A group called Los Deliveristas Unidos is now pushing NYC to implement a new minimum wage for delivery workers – many of whom rely on e-bikes — in part because higher income would allow them to purchase certified battery packs, which tend to be safer but also more expensive.
“A lot of deliveristas would be able to invest in safer batteries if they were actually being paid a decent wage,” said Ligia Guallpa, director of the Workers Justice Project, a Brooklyn nonprofit which advocates for low-wage, mostly immigrant workers.
Fire experts have often expressed concern that most lithium ion battery fires begin with cheaper aftermarket charging adapters and uncertified replacement parts.
George Kerchner, a spokesperson for PRBA – the Rechargeable Battery Association, a trade group representing many lithium ion battery vendors and manufacturers — said that aftermarket batteries should not be confused with brand-name batteries that have been carefully matched with charging adapters and undergo testing and certification.

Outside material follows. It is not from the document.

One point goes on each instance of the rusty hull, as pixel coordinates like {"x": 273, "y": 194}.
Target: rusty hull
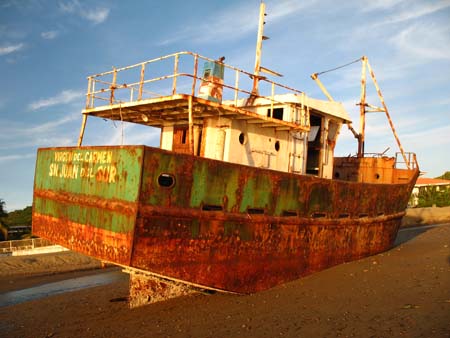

“It is important to recognize that many standards (e.g., UL) take a ‘systems approach’ to safety that mandate testing of the battery, charger, and device,” Kerchner said. “Low quality aftermarket batteries, counterfeit and ‘knock-off’ batteries, and off-spec chargers are a significant problem for certain applications.”

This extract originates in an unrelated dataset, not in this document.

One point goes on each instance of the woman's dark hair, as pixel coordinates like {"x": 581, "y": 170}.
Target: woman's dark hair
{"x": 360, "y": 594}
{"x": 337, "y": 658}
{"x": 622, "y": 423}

Kerchner said he does not believe requiring all batteries to be shipped with fire-proof coverings — like the sponge material, for example — would be realistic. But he said players in the lithium ion battery industry have been doing extensive research on ways to mitigate fire risk and companies are expecting new fire safety regulations on both a federal, state, and municipal level.
In New York City, Mayor Eric Adams recently signed a package of legislation regulating lithium ion batteries. On the federal level, Rep. Ritchie Torres (D-Bronx), Sen. Chuck Schumer (D-New York), and Sen. Kristen Gillibrand (D-New York) recently advanced legislation that would create nationwide standards for the testing and certification of e-bike and e-scooter batteries.
“The sheer speed and scale of these fires, of these explosions is staggering,” Torres said. “At the federal level, the scandal is not that we’re failing to regulate the safety of these batteries. The scandal is that we’re not even trying.”